Because, everyone’s doing it.
I was chastened. Criticising the pseudoscience of “healthy” diets has seen me rebuked for not having the qualifications necessary to offer an opinion. After all, how would I know anything about something unless I studied or experienced it myself? (For example, you can’t say that crushing up crystal methamphetamine and rubbing it into our eyes is bad for us unless you have first-hand experience of it.)
Thus, to silence my critics, I set out to become a Real Qualified Practitioner of Wellness (TM).
It was admittedly hard to choose from the myriad of courses available. The most popular option was the Health Coach Certification offered by the Institute for Integrative Nutrition – an unaccredited New York outfit who have trained up ALL the big names. I do mean all of them: Pete Evans (king of paleo and hypervitaminosis himself), Miranda Kerr, Pippa Middleton and Charlotte Carr (co-writer of Evans’s paleo cookbook and voice-over actress for the not-remotely-paleo KFC) are all graduates. Regrettably, I lacked the $5995 to earn the right to call myself a ‘Health Coach’. (I also have an anaphylactic allergy to Deepak Chopra, so this was definitely out.)

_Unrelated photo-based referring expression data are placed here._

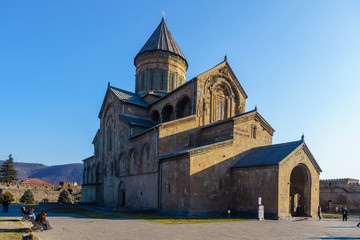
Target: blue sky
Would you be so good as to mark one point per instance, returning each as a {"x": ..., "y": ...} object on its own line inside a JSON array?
[{"x": 298, "y": 61}]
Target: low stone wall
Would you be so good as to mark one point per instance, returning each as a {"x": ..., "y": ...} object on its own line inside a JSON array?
[
  {"x": 40, "y": 192},
  {"x": 340, "y": 193}
]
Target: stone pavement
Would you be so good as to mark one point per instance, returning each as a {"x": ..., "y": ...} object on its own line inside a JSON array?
[{"x": 76, "y": 227}]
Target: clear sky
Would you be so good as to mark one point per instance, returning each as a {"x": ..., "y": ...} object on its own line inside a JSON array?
[{"x": 298, "y": 61}]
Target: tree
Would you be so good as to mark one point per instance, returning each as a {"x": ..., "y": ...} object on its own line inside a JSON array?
[
  {"x": 7, "y": 171},
  {"x": 28, "y": 197},
  {"x": 64, "y": 197}
]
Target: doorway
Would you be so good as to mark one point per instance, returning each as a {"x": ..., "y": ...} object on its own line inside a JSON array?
[
  {"x": 300, "y": 191},
  {"x": 121, "y": 194}
]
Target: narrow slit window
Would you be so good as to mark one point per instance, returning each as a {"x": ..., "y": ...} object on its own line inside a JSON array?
[
  {"x": 220, "y": 110},
  {"x": 253, "y": 132}
]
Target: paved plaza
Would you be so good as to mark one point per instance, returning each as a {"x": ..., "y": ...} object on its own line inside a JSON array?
[{"x": 76, "y": 227}]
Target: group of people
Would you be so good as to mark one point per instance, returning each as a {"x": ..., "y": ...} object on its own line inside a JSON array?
[
  {"x": 41, "y": 217},
  {"x": 5, "y": 204}
]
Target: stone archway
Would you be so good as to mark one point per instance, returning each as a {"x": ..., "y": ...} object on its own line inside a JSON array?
[
  {"x": 121, "y": 194},
  {"x": 300, "y": 191}
]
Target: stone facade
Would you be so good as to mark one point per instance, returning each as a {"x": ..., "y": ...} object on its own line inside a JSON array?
[
  {"x": 340, "y": 193},
  {"x": 40, "y": 191},
  {"x": 178, "y": 150}
]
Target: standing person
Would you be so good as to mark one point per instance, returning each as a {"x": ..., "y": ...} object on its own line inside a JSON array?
[
  {"x": 6, "y": 206},
  {"x": 319, "y": 213},
  {"x": 298, "y": 210},
  {"x": 345, "y": 213}
]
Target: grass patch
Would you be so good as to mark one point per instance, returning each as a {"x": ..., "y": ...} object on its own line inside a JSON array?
[
  {"x": 149, "y": 217},
  {"x": 13, "y": 228},
  {"x": 329, "y": 215}
]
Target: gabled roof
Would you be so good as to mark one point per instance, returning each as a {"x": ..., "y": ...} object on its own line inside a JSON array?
[
  {"x": 222, "y": 65},
  {"x": 138, "y": 121},
  {"x": 266, "y": 155},
  {"x": 162, "y": 40},
  {"x": 128, "y": 96}
]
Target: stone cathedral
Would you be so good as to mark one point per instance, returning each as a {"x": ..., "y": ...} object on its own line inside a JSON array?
[{"x": 190, "y": 147}]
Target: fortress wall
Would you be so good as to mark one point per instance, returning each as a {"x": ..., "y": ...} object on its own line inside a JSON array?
[
  {"x": 340, "y": 193},
  {"x": 40, "y": 192}
]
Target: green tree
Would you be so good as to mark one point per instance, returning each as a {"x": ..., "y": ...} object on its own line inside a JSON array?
[
  {"x": 28, "y": 197},
  {"x": 7, "y": 171},
  {"x": 64, "y": 197}
]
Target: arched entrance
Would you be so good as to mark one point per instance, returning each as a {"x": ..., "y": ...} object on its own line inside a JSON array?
[
  {"x": 300, "y": 193},
  {"x": 121, "y": 194}
]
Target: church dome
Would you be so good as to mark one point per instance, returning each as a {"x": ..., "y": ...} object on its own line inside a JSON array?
[
  {"x": 162, "y": 40},
  {"x": 160, "y": 64}
]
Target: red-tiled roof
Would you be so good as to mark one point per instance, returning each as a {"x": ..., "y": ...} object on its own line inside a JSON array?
[{"x": 35, "y": 181}]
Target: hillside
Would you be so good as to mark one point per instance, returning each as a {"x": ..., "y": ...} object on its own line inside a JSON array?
[{"x": 53, "y": 174}]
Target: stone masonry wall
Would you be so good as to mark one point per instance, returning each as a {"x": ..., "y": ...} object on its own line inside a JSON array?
[
  {"x": 340, "y": 193},
  {"x": 39, "y": 191}
]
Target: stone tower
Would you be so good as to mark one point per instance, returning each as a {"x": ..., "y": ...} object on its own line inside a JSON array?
[{"x": 160, "y": 64}]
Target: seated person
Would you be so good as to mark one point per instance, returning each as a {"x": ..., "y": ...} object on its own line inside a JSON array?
[
  {"x": 41, "y": 217},
  {"x": 23, "y": 210},
  {"x": 31, "y": 213}
]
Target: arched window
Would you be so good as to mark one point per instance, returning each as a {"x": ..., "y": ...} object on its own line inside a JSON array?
[
  {"x": 105, "y": 170},
  {"x": 222, "y": 101},
  {"x": 88, "y": 175},
  {"x": 167, "y": 113},
  {"x": 98, "y": 173},
  {"x": 110, "y": 129},
  {"x": 155, "y": 116},
  {"x": 253, "y": 132},
  {"x": 133, "y": 162},
  {"x": 144, "y": 158},
  {"x": 112, "y": 169},
  {"x": 84, "y": 175},
  {"x": 183, "y": 107}
]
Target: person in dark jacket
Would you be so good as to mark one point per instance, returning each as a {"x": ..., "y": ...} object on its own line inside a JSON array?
[
  {"x": 345, "y": 214},
  {"x": 31, "y": 213},
  {"x": 41, "y": 217},
  {"x": 298, "y": 211},
  {"x": 6, "y": 204}
]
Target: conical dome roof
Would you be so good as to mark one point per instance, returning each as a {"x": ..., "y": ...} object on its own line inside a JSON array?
[{"x": 162, "y": 40}]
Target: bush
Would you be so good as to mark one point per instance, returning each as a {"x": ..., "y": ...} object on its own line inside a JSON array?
[
  {"x": 28, "y": 197},
  {"x": 64, "y": 197}
]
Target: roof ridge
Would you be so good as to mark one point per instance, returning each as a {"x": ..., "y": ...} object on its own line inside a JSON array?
[
  {"x": 119, "y": 89},
  {"x": 279, "y": 144}
]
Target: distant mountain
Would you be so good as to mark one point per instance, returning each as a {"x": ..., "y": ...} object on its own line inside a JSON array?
[{"x": 53, "y": 174}]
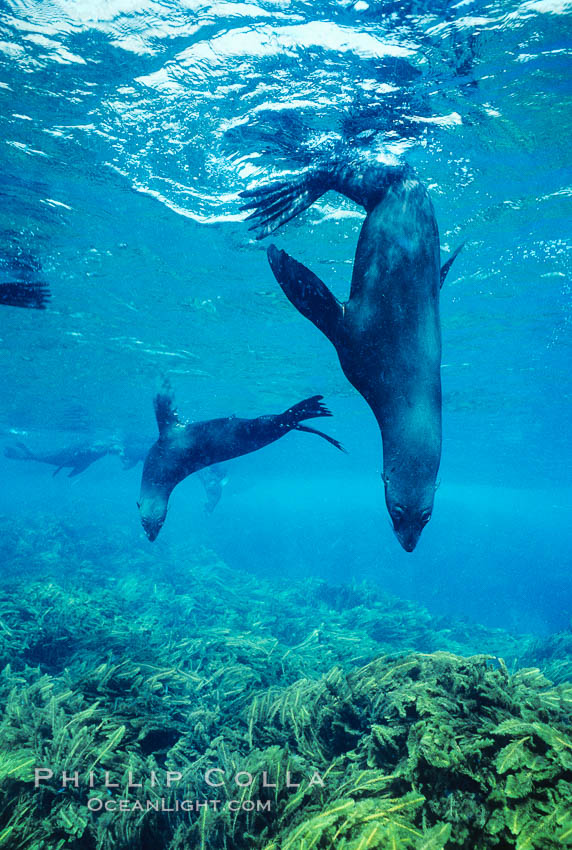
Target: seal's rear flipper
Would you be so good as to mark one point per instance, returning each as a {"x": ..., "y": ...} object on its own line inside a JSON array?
[
  {"x": 165, "y": 411},
  {"x": 321, "y": 434},
  {"x": 307, "y": 293},
  {"x": 446, "y": 266},
  {"x": 276, "y": 203}
]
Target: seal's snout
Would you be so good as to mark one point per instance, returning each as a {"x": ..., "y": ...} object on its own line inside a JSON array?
[
  {"x": 152, "y": 517},
  {"x": 408, "y": 525},
  {"x": 408, "y": 545}
]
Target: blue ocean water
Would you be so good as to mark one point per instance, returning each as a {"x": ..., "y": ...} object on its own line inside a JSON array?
[{"x": 129, "y": 130}]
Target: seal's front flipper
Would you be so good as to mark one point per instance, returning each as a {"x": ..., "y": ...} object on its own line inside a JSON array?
[
  {"x": 321, "y": 434},
  {"x": 165, "y": 411},
  {"x": 80, "y": 467},
  {"x": 307, "y": 293},
  {"x": 446, "y": 266}
]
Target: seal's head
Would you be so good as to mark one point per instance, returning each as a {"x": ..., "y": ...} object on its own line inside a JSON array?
[
  {"x": 153, "y": 511},
  {"x": 410, "y": 510}
]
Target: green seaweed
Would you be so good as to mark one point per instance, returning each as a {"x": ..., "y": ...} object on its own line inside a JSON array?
[{"x": 105, "y": 670}]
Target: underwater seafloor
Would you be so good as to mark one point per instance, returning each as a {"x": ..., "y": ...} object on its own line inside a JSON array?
[
  {"x": 330, "y": 716},
  {"x": 281, "y": 676}
]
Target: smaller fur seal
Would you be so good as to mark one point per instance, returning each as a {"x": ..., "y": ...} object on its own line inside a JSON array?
[
  {"x": 183, "y": 449},
  {"x": 76, "y": 458},
  {"x": 134, "y": 450}
]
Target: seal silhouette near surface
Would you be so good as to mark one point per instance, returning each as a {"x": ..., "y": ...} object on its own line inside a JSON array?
[
  {"x": 387, "y": 334},
  {"x": 183, "y": 449}
]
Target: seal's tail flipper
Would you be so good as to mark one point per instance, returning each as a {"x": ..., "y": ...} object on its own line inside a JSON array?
[
  {"x": 276, "y": 203},
  {"x": 446, "y": 266},
  {"x": 310, "y": 408},
  {"x": 307, "y": 293},
  {"x": 165, "y": 410},
  {"x": 18, "y": 451},
  {"x": 34, "y": 295}
]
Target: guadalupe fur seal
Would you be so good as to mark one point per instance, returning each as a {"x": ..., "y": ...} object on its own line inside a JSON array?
[
  {"x": 387, "y": 335},
  {"x": 135, "y": 449},
  {"x": 183, "y": 449},
  {"x": 24, "y": 294},
  {"x": 76, "y": 458}
]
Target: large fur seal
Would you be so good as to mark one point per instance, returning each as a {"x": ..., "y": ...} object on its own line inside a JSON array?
[
  {"x": 387, "y": 335},
  {"x": 183, "y": 449}
]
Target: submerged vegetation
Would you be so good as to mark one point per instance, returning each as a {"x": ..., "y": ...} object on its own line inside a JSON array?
[{"x": 328, "y": 716}]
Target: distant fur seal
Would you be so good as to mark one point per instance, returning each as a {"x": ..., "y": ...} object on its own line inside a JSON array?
[
  {"x": 75, "y": 458},
  {"x": 183, "y": 449},
  {"x": 24, "y": 294},
  {"x": 387, "y": 335}
]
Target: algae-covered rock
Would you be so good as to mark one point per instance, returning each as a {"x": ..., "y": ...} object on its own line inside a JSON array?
[{"x": 114, "y": 667}]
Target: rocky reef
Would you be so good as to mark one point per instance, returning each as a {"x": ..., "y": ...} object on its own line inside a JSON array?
[{"x": 183, "y": 705}]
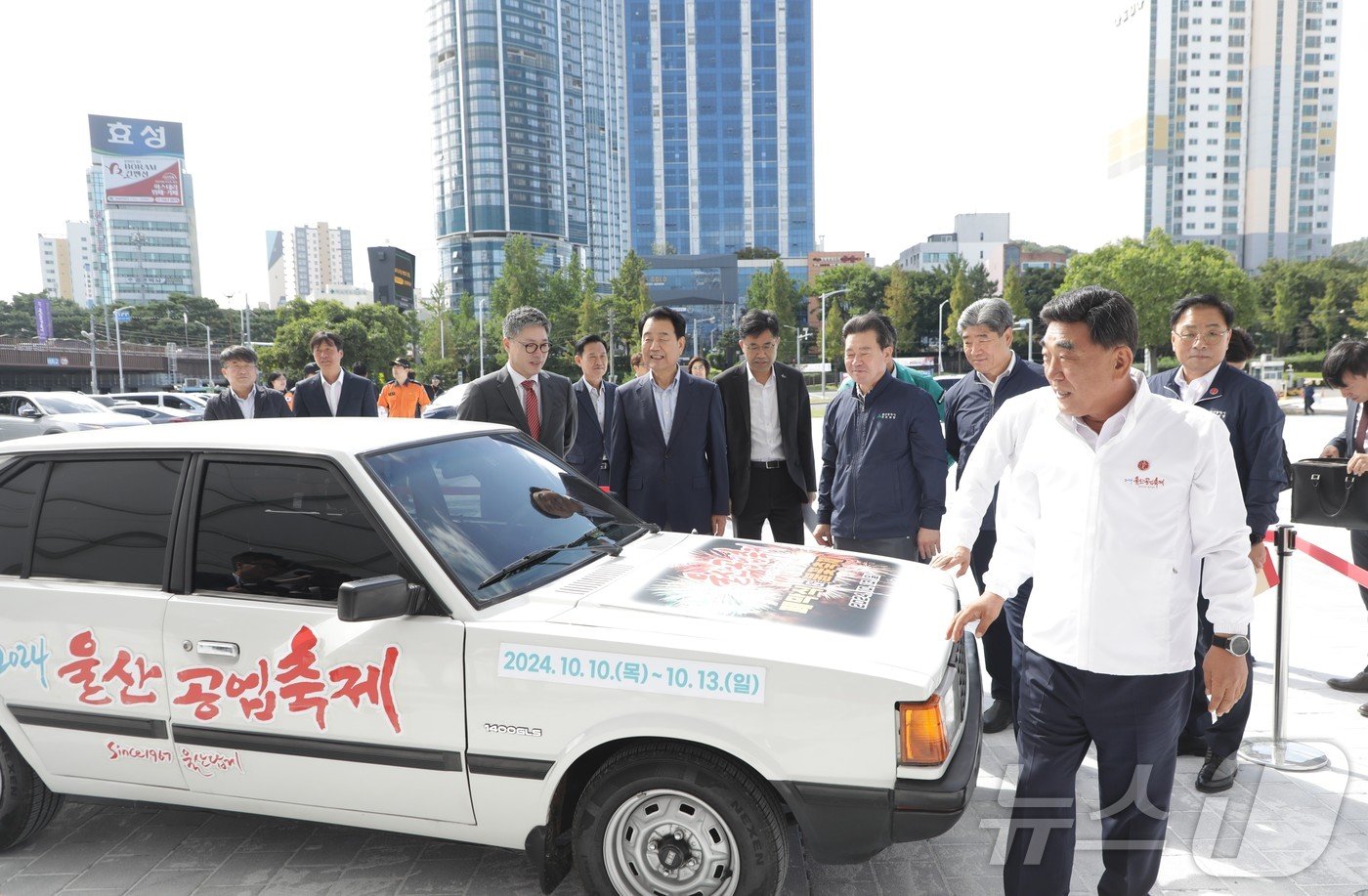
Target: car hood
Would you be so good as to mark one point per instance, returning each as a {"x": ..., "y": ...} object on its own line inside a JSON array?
[
  {"x": 824, "y": 608},
  {"x": 102, "y": 419}
]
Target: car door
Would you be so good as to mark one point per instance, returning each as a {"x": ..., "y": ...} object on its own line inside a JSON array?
[
  {"x": 273, "y": 695},
  {"x": 84, "y": 558}
]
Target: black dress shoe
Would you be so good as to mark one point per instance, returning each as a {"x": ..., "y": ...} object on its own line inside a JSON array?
[
  {"x": 1358, "y": 684},
  {"x": 1218, "y": 773},
  {"x": 998, "y": 715}
]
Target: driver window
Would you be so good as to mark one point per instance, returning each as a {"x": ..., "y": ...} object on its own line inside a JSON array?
[{"x": 283, "y": 531}]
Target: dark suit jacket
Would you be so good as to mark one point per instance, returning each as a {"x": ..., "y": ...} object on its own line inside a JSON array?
[
  {"x": 590, "y": 441},
  {"x": 1345, "y": 441},
  {"x": 359, "y": 397},
  {"x": 677, "y": 483},
  {"x": 492, "y": 399},
  {"x": 269, "y": 404},
  {"x": 795, "y": 423}
]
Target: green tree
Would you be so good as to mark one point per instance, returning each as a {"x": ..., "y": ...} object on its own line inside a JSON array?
[
  {"x": 1155, "y": 273},
  {"x": 961, "y": 297}
]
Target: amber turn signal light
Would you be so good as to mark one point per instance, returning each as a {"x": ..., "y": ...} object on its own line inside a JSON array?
[{"x": 922, "y": 738}]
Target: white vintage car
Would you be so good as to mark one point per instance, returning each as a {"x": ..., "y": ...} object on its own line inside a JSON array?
[{"x": 438, "y": 628}]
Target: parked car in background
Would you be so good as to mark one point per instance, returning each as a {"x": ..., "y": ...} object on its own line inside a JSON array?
[
  {"x": 445, "y": 405},
  {"x": 444, "y": 629},
  {"x": 157, "y": 414},
  {"x": 43, "y": 413},
  {"x": 181, "y": 401}
]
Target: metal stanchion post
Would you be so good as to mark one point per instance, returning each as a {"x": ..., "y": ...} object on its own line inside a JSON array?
[{"x": 1276, "y": 751}]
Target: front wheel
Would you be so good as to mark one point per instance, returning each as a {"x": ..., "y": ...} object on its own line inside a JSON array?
[
  {"x": 26, "y": 804},
  {"x": 673, "y": 820}
]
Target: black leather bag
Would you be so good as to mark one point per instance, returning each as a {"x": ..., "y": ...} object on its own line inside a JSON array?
[{"x": 1324, "y": 494}]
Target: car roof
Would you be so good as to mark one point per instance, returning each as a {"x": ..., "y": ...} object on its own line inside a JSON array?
[{"x": 331, "y": 437}]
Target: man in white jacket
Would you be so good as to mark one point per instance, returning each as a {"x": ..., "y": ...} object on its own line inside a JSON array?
[{"x": 1121, "y": 502}]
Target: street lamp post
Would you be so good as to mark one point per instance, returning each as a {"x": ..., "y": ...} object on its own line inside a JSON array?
[
  {"x": 118, "y": 341},
  {"x": 1030, "y": 332},
  {"x": 823, "y": 337},
  {"x": 940, "y": 337},
  {"x": 479, "y": 310}
]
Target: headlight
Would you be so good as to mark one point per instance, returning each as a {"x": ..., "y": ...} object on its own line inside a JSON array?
[{"x": 927, "y": 728}]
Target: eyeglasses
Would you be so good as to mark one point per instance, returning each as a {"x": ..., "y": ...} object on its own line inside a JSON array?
[{"x": 1206, "y": 335}]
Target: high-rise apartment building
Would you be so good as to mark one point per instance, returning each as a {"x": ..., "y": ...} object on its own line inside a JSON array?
[
  {"x": 530, "y": 112},
  {"x": 68, "y": 263},
  {"x": 141, "y": 201},
  {"x": 720, "y": 98},
  {"x": 308, "y": 262},
  {"x": 1244, "y": 99}
]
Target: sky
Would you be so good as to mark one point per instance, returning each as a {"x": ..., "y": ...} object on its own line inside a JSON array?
[{"x": 298, "y": 111}]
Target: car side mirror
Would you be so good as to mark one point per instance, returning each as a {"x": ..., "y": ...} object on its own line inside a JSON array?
[{"x": 378, "y": 598}]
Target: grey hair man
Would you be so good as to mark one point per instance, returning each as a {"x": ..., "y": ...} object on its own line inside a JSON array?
[
  {"x": 522, "y": 393},
  {"x": 968, "y": 530}
]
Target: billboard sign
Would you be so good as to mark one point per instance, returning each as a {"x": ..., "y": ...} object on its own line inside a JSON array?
[
  {"x": 43, "y": 318},
  {"x": 141, "y": 159}
]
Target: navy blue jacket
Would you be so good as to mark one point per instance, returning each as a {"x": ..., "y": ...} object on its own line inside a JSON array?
[
  {"x": 882, "y": 462},
  {"x": 679, "y": 483},
  {"x": 1251, "y": 413},
  {"x": 970, "y": 405},
  {"x": 591, "y": 442},
  {"x": 359, "y": 397}
]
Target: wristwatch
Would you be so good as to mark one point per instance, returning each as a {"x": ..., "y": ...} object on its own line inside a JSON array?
[{"x": 1238, "y": 645}]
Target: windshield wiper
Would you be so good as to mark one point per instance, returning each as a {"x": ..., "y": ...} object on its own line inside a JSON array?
[{"x": 543, "y": 553}]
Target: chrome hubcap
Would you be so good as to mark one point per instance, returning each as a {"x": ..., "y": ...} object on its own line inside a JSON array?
[{"x": 666, "y": 843}]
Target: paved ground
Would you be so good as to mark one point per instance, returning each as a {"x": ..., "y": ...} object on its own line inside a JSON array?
[{"x": 1275, "y": 833}]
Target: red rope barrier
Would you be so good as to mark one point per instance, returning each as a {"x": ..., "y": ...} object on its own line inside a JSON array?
[{"x": 1324, "y": 557}]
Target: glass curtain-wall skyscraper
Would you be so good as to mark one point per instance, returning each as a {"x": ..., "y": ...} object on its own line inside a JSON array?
[
  {"x": 1242, "y": 108},
  {"x": 720, "y": 105},
  {"x": 530, "y": 133}
]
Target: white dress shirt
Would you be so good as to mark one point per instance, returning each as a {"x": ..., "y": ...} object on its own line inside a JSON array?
[
  {"x": 246, "y": 405},
  {"x": 522, "y": 393},
  {"x": 766, "y": 437},
  {"x": 1118, "y": 537},
  {"x": 332, "y": 392},
  {"x": 1194, "y": 390}
]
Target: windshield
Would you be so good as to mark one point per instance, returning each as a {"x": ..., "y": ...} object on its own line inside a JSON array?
[
  {"x": 68, "y": 404},
  {"x": 485, "y": 502}
]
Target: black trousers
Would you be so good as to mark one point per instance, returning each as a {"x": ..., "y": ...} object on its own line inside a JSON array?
[
  {"x": 773, "y": 496},
  {"x": 1002, "y": 643},
  {"x": 898, "y": 547},
  {"x": 1223, "y": 735},
  {"x": 1134, "y": 721}
]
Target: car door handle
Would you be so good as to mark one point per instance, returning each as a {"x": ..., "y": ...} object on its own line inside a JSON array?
[{"x": 218, "y": 649}]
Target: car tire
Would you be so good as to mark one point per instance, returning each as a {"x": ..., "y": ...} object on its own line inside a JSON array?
[
  {"x": 679, "y": 818},
  {"x": 26, "y": 804}
]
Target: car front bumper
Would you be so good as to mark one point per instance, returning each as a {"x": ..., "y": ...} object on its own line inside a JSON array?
[{"x": 850, "y": 824}]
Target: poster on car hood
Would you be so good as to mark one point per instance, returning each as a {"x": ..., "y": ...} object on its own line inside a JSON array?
[{"x": 775, "y": 583}]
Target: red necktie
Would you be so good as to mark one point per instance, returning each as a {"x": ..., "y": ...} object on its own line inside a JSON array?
[{"x": 534, "y": 417}]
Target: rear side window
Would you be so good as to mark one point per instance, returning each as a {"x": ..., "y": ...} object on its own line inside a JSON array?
[
  {"x": 107, "y": 520},
  {"x": 17, "y": 498},
  {"x": 283, "y": 531}
]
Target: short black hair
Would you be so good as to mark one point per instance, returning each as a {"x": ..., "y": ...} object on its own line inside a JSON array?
[
  {"x": 663, "y": 312},
  {"x": 1241, "y": 346},
  {"x": 1110, "y": 317},
  {"x": 236, "y": 353},
  {"x": 756, "y": 321},
  {"x": 1349, "y": 356},
  {"x": 1226, "y": 310},
  {"x": 869, "y": 321},
  {"x": 325, "y": 335},
  {"x": 587, "y": 341}
]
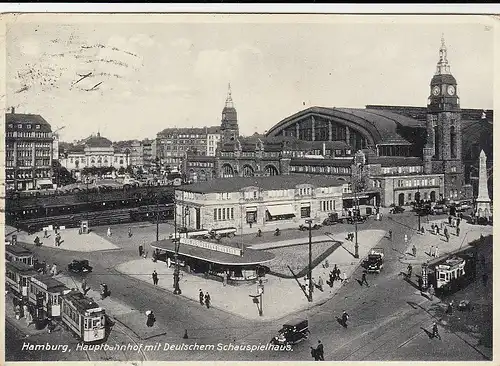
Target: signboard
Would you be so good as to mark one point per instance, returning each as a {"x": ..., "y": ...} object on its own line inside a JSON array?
[{"x": 211, "y": 246}]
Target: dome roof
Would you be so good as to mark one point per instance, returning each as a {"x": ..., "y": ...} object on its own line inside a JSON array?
[
  {"x": 443, "y": 79},
  {"x": 98, "y": 141}
]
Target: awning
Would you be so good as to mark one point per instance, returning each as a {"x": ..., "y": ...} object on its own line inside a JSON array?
[
  {"x": 278, "y": 210},
  {"x": 43, "y": 181}
]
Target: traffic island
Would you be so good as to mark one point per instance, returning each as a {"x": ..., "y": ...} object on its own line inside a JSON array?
[{"x": 281, "y": 296}]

Then, I received an email from a group-buying website, offering me the opportunity to earn a Paleo Nutritionist diploma for the competitive price of $29, which would allow me to “make Paleo living a career” and “become qualified to run a practice” in telling people to live like our paleolithic ancestors. (Not the ones with astronomically high infant mortality rates and a surfeit of land-based predators, obviously: the sexy ones who drink bulletproof coffee and eat meat and wear those creepy toe-shoes to go to Crossfit gyms modelled after the ones our ancestors worked out in during the Pleistocene.)